Cross Bones
- First edition (US)
- Author: Kathy Reichs
- Language: English
- Series: Temperance Brennan
- Genre: Crime novel
- Publisher: Scribner (US) Heinemann (UK)
- Publication date: 2005
- Publication place: United States
- Media type: Print (hardback & paperback)
- Preceded by: Monday Mourning
- Followed by: Break No Bones

= Cross Bones (novel) =

Novel by Kathy Reichs

Cross Bones is the eighth novel by Kathy Reichs starring forensic anthropologist, Temperance Brennan.

==Plot==
The story begins in Montreal, Canada, with the body of Avram Faris, who is an antiques dealer and an orthodox Jew. Brennan continues the investigation in Israel, where she and sometime lover Detective Andrew Ryan, and her friend, archeologist Jake Drum, are threatened by radical orthodox sects and other, unknown, parties.

== Facts behind the book ==
Reichs explains the C14 dating of remains as well as ground-penetrating radar in this book.

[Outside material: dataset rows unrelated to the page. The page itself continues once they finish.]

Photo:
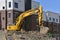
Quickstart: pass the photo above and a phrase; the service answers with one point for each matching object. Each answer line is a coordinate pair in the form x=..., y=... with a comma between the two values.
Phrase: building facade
x=11, y=9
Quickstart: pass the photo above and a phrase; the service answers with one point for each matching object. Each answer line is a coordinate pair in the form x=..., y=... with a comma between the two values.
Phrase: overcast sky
x=50, y=5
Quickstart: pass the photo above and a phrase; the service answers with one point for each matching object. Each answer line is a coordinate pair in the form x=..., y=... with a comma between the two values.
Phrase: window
x=9, y=15
x=16, y=5
x=9, y=4
x=56, y=20
x=53, y=19
x=50, y=18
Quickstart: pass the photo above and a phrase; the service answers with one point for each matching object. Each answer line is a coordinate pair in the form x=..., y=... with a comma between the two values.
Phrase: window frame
x=9, y=4
x=15, y=5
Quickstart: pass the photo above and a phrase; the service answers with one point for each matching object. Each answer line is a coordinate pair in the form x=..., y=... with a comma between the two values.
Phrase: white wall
x=21, y=4
x=35, y=4
x=2, y=3
x=49, y=14
x=8, y=4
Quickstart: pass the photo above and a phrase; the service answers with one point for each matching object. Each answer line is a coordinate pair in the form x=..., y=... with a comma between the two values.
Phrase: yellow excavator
x=23, y=15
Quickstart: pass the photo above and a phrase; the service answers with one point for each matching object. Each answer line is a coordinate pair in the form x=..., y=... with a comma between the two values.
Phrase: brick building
x=10, y=9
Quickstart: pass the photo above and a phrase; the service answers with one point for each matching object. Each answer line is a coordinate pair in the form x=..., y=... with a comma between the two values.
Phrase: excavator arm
x=21, y=17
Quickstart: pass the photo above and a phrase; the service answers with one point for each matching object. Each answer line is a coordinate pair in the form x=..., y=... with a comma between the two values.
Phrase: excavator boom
x=21, y=17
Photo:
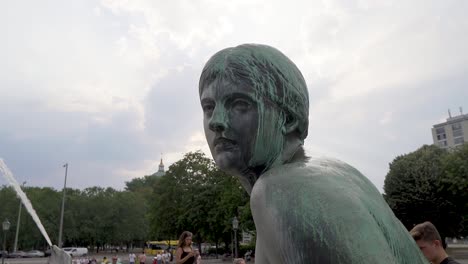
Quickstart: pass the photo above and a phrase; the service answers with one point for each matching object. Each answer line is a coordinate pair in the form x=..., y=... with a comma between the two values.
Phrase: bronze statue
x=255, y=106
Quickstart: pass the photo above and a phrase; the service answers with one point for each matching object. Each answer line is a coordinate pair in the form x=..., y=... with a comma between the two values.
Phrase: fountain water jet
x=58, y=255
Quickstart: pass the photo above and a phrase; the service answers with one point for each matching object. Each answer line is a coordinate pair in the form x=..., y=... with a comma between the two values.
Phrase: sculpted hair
x=182, y=238
x=269, y=72
x=425, y=231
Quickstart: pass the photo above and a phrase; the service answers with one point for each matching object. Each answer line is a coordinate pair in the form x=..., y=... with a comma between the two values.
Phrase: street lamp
x=15, y=246
x=235, y=226
x=63, y=206
x=5, y=227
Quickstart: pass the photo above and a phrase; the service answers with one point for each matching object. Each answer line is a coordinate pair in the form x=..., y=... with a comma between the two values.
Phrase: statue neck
x=293, y=151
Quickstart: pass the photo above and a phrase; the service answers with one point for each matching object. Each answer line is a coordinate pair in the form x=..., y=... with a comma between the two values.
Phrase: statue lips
x=224, y=144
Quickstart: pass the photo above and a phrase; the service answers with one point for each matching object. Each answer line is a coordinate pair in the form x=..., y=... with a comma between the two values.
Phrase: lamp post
x=63, y=206
x=15, y=246
x=235, y=226
x=5, y=227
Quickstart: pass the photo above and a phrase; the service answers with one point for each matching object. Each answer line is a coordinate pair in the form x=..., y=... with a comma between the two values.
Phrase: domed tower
x=160, y=171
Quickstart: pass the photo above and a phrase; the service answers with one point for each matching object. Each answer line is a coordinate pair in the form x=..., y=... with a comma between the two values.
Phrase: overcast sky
x=108, y=86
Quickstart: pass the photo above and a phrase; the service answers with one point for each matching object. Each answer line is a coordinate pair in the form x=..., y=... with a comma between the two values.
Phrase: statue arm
x=329, y=226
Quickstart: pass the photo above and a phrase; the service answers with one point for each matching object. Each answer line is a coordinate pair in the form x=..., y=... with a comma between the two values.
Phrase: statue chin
x=229, y=162
x=59, y=256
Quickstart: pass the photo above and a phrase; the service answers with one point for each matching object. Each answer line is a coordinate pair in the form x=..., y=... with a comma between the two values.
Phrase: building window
x=440, y=130
x=443, y=143
x=458, y=133
x=458, y=141
x=456, y=126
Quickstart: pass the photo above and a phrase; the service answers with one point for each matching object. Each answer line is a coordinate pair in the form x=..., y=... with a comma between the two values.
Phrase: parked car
x=34, y=254
x=76, y=252
x=17, y=254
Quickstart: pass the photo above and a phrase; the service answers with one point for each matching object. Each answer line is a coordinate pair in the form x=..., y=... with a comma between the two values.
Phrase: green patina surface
x=305, y=210
x=277, y=84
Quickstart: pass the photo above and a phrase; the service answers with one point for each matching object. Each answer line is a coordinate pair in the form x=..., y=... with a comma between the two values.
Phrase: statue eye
x=241, y=105
x=208, y=108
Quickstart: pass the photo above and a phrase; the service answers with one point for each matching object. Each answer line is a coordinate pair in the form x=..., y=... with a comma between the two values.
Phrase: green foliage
x=427, y=185
x=194, y=195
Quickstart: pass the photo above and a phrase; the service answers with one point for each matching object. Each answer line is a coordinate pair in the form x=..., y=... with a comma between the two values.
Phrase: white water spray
x=24, y=199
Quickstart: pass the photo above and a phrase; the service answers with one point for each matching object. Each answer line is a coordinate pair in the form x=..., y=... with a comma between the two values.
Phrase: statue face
x=231, y=122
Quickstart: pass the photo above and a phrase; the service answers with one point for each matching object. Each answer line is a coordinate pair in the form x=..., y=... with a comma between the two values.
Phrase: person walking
x=131, y=258
x=185, y=254
x=430, y=243
x=142, y=258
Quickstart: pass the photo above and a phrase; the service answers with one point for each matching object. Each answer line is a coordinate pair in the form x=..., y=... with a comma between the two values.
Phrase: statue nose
x=218, y=121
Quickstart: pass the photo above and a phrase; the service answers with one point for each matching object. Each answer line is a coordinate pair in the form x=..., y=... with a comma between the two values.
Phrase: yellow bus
x=158, y=247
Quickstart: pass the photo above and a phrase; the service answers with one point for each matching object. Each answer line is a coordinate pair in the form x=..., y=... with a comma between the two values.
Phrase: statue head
x=254, y=100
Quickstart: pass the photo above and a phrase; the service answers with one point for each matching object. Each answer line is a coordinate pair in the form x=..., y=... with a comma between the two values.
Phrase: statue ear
x=290, y=125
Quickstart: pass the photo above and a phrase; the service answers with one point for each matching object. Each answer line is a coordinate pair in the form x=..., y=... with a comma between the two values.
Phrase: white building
x=453, y=132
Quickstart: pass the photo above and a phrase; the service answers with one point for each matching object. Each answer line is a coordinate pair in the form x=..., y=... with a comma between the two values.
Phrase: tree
x=195, y=195
x=415, y=191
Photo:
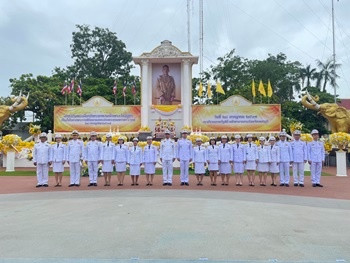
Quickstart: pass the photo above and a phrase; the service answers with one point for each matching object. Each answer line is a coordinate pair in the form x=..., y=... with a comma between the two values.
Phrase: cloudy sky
x=36, y=34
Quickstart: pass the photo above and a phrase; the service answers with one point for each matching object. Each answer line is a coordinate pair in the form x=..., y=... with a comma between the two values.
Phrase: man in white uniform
x=299, y=151
x=316, y=157
x=92, y=152
x=167, y=157
x=184, y=156
x=42, y=160
x=74, y=155
x=286, y=158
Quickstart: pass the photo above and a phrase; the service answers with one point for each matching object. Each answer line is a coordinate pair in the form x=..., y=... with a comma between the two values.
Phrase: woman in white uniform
x=149, y=159
x=58, y=153
x=120, y=160
x=199, y=159
x=212, y=156
x=107, y=158
x=274, y=160
x=263, y=161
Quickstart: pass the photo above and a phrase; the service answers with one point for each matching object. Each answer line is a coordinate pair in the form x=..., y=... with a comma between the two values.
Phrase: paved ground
x=103, y=226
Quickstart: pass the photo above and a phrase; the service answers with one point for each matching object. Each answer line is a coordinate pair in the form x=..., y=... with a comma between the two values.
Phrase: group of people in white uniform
x=268, y=157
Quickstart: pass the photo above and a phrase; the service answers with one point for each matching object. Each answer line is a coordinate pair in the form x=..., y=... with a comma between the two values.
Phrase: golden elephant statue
x=19, y=103
x=338, y=116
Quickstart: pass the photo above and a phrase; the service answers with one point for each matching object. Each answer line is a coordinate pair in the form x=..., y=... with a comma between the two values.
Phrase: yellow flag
x=253, y=89
x=209, y=91
x=200, y=90
x=261, y=89
x=269, y=89
x=219, y=88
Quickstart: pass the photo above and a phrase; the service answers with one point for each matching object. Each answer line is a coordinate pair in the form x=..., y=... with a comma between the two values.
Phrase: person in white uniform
x=286, y=159
x=274, y=160
x=239, y=158
x=316, y=157
x=92, y=154
x=263, y=161
x=212, y=157
x=59, y=154
x=167, y=157
x=149, y=159
x=184, y=156
x=199, y=160
x=225, y=160
x=107, y=158
x=251, y=159
x=135, y=161
x=121, y=154
x=75, y=150
x=299, y=152
x=42, y=160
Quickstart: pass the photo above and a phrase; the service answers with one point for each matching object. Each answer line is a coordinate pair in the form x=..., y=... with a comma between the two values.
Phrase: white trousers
x=298, y=173
x=74, y=172
x=167, y=171
x=93, y=170
x=284, y=173
x=316, y=169
x=42, y=173
x=184, y=165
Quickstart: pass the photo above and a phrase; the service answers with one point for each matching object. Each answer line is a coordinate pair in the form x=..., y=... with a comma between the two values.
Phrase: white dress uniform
x=167, y=153
x=199, y=159
x=252, y=156
x=59, y=154
x=42, y=157
x=274, y=158
x=184, y=153
x=212, y=152
x=299, y=152
x=121, y=154
x=135, y=159
x=92, y=153
x=107, y=156
x=74, y=155
x=225, y=156
x=316, y=156
x=285, y=158
x=263, y=158
x=149, y=157
x=239, y=157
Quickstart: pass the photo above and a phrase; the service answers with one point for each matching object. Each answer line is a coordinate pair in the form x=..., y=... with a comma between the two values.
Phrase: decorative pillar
x=144, y=92
x=186, y=92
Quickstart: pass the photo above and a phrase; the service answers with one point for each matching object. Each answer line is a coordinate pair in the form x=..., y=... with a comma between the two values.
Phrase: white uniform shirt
x=42, y=153
x=315, y=151
x=199, y=154
x=75, y=151
x=167, y=149
x=299, y=151
x=58, y=152
x=184, y=149
x=107, y=151
x=135, y=155
x=274, y=153
x=92, y=151
x=285, y=151
x=212, y=152
x=150, y=153
x=225, y=153
x=239, y=153
x=121, y=153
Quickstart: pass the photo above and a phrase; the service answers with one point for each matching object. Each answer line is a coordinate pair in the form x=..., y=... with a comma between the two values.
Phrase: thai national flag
x=80, y=89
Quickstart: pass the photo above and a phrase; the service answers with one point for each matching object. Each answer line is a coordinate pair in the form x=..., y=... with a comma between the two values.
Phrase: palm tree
x=328, y=72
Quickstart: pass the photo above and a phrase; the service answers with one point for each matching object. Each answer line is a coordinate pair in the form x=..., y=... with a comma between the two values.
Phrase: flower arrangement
x=340, y=139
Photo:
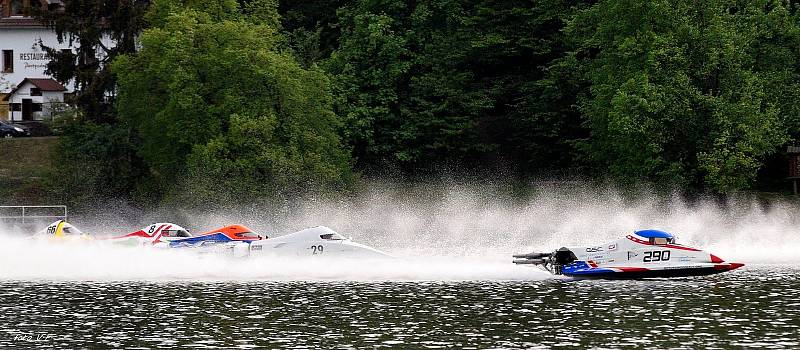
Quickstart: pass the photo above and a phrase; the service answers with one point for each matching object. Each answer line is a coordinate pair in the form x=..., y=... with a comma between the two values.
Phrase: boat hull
x=578, y=271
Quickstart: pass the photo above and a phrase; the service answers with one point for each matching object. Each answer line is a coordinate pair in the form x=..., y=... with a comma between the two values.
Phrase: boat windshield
x=249, y=235
x=332, y=236
x=70, y=230
x=662, y=241
x=175, y=233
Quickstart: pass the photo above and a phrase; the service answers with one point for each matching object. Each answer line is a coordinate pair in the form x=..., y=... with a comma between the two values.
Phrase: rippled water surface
x=757, y=306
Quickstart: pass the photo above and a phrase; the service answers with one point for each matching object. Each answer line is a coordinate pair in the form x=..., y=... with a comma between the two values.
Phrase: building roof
x=44, y=84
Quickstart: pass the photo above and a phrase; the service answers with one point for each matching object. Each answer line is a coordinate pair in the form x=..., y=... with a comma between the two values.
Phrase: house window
x=8, y=61
x=16, y=7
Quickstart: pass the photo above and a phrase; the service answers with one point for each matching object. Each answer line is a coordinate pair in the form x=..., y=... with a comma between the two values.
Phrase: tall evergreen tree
x=101, y=30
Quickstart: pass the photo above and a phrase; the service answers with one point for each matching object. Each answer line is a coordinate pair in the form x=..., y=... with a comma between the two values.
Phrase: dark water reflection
x=751, y=307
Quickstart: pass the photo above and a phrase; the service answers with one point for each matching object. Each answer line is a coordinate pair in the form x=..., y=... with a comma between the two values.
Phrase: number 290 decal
x=656, y=256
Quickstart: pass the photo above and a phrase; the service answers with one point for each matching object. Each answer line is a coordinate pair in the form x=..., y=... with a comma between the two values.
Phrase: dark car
x=13, y=130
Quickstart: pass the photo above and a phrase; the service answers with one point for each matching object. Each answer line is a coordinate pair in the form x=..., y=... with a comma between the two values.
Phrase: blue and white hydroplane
x=643, y=254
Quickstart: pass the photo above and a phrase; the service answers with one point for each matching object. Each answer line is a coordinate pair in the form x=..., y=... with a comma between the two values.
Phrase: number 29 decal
x=656, y=256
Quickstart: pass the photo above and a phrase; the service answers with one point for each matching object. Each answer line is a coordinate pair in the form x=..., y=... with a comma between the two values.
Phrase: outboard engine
x=561, y=257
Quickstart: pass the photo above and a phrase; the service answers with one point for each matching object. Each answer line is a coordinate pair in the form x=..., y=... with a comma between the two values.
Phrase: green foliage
x=100, y=31
x=679, y=91
x=95, y=162
x=211, y=97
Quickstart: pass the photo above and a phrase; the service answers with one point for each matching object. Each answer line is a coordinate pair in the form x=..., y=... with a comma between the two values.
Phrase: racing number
x=656, y=256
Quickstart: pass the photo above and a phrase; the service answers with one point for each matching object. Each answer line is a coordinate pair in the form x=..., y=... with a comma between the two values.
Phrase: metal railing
x=27, y=213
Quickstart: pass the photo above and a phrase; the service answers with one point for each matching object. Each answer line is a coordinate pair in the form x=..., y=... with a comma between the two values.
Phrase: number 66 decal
x=656, y=256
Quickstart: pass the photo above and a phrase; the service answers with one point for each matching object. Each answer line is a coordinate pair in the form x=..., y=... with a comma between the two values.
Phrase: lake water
x=755, y=306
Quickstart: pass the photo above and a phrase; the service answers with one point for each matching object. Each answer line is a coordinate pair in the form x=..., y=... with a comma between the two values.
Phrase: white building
x=35, y=99
x=22, y=60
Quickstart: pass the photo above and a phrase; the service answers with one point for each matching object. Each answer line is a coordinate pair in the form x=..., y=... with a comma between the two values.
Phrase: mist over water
x=453, y=232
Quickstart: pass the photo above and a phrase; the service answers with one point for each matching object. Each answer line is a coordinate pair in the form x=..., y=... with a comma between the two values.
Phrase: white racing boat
x=237, y=240
x=643, y=254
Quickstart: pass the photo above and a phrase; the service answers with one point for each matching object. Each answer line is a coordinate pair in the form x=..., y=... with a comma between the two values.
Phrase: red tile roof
x=45, y=84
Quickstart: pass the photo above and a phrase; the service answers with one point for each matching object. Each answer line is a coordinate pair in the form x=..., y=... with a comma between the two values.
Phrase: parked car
x=13, y=130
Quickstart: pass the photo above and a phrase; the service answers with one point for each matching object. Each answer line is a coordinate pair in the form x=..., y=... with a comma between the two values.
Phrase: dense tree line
x=255, y=98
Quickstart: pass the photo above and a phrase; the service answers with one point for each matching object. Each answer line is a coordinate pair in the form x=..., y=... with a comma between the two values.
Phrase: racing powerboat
x=315, y=241
x=62, y=231
x=236, y=240
x=643, y=254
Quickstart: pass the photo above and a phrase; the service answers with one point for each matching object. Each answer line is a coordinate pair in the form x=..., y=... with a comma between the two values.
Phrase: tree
x=101, y=30
x=677, y=91
x=212, y=98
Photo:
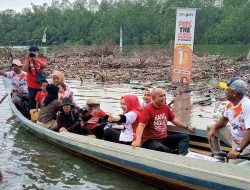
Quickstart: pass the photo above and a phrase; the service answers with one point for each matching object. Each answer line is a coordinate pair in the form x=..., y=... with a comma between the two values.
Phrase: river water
x=28, y=162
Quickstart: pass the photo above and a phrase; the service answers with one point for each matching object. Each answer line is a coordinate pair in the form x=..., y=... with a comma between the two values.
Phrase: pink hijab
x=132, y=103
x=60, y=75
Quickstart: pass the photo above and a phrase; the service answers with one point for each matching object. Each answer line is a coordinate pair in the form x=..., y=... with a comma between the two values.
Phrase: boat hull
x=158, y=168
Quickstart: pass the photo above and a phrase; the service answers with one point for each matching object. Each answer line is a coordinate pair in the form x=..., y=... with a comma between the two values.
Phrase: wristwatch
x=238, y=149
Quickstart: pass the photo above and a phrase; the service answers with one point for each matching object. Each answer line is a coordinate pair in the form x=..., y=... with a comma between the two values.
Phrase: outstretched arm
x=180, y=124
x=222, y=122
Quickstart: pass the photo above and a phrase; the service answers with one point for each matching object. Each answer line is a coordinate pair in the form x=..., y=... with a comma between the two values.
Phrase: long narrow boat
x=158, y=168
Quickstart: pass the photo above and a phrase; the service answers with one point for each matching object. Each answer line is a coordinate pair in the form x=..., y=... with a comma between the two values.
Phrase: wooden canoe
x=167, y=171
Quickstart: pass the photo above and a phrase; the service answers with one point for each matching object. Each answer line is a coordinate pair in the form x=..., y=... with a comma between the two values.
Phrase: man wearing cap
x=18, y=80
x=237, y=113
x=152, y=131
x=32, y=65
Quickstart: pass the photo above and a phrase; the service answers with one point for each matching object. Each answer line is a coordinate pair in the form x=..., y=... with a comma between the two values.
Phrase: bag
x=40, y=76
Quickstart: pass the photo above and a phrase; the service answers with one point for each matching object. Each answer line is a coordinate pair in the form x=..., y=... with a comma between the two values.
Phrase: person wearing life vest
x=33, y=64
x=18, y=80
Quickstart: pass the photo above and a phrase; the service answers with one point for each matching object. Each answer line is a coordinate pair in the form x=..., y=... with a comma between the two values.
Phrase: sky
x=18, y=5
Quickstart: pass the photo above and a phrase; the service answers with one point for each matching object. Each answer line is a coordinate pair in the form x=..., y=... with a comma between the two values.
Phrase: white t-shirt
x=239, y=118
x=127, y=134
x=18, y=81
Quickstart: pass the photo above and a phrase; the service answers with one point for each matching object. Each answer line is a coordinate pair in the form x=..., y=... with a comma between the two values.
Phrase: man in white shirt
x=18, y=80
x=237, y=113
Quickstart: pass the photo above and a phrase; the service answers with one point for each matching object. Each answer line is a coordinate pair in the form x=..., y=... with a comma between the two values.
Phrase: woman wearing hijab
x=59, y=80
x=124, y=132
x=47, y=114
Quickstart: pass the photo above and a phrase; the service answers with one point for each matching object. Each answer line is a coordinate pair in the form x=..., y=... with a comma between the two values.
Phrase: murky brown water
x=28, y=162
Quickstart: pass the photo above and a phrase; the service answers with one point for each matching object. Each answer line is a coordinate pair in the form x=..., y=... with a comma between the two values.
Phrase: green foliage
x=143, y=22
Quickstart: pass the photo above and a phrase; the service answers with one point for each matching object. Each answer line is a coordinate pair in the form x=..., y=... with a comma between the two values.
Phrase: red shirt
x=40, y=96
x=31, y=76
x=155, y=120
x=93, y=121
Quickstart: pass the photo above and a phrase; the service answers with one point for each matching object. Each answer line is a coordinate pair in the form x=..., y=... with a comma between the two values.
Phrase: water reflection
x=28, y=162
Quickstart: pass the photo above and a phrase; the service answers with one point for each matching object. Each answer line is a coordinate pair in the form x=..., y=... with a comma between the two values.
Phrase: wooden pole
x=3, y=98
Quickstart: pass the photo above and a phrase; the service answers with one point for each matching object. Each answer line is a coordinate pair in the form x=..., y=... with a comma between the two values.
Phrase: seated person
x=68, y=118
x=152, y=129
x=58, y=79
x=124, y=133
x=92, y=116
x=63, y=93
x=47, y=114
x=146, y=97
x=41, y=95
x=18, y=80
x=237, y=114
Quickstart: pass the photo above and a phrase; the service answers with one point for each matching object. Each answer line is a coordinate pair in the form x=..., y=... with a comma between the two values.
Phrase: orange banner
x=183, y=51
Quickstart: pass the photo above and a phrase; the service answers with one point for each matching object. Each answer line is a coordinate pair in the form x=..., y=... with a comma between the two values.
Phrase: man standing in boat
x=33, y=64
x=152, y=133
x=237, y=113
x=18, y=80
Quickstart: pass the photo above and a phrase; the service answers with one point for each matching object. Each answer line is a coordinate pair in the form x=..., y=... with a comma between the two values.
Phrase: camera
x=32, y=54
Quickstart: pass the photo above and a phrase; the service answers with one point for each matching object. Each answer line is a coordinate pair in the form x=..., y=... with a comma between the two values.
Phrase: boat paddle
x=224, y=154
x=3, y=98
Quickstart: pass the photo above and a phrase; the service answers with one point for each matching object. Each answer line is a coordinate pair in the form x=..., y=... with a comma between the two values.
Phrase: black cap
x=67, y=101
x=52, y=89
x=33, y=48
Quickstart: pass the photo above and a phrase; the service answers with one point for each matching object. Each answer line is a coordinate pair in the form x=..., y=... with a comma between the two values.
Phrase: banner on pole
x=183, y=48
x=44, y=36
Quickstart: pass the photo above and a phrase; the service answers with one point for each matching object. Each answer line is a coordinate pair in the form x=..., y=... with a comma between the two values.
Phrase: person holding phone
x=92, y=116
x=32, y=65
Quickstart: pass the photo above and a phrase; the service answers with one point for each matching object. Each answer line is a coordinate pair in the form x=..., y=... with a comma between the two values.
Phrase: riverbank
x=108, y=65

The protagonist Jake Drum is modeled after Reich's colleague and Biblical archaeologist James Tabor; in the afterword explaining the facts behind the book, she recommends his book The Jesus Dynasty as enjoyable reading. Neither she nor her protagonists in the novel verify or falsify the existence of a tomb of the Jesus family discovered by Shimon Gibson (cf. controversy regarding the Talpiot Tomb and James Ossuary), leaving it as a question of the personal faith of everyone.

The book builds on Jewish and ancient Christian history like the Masada.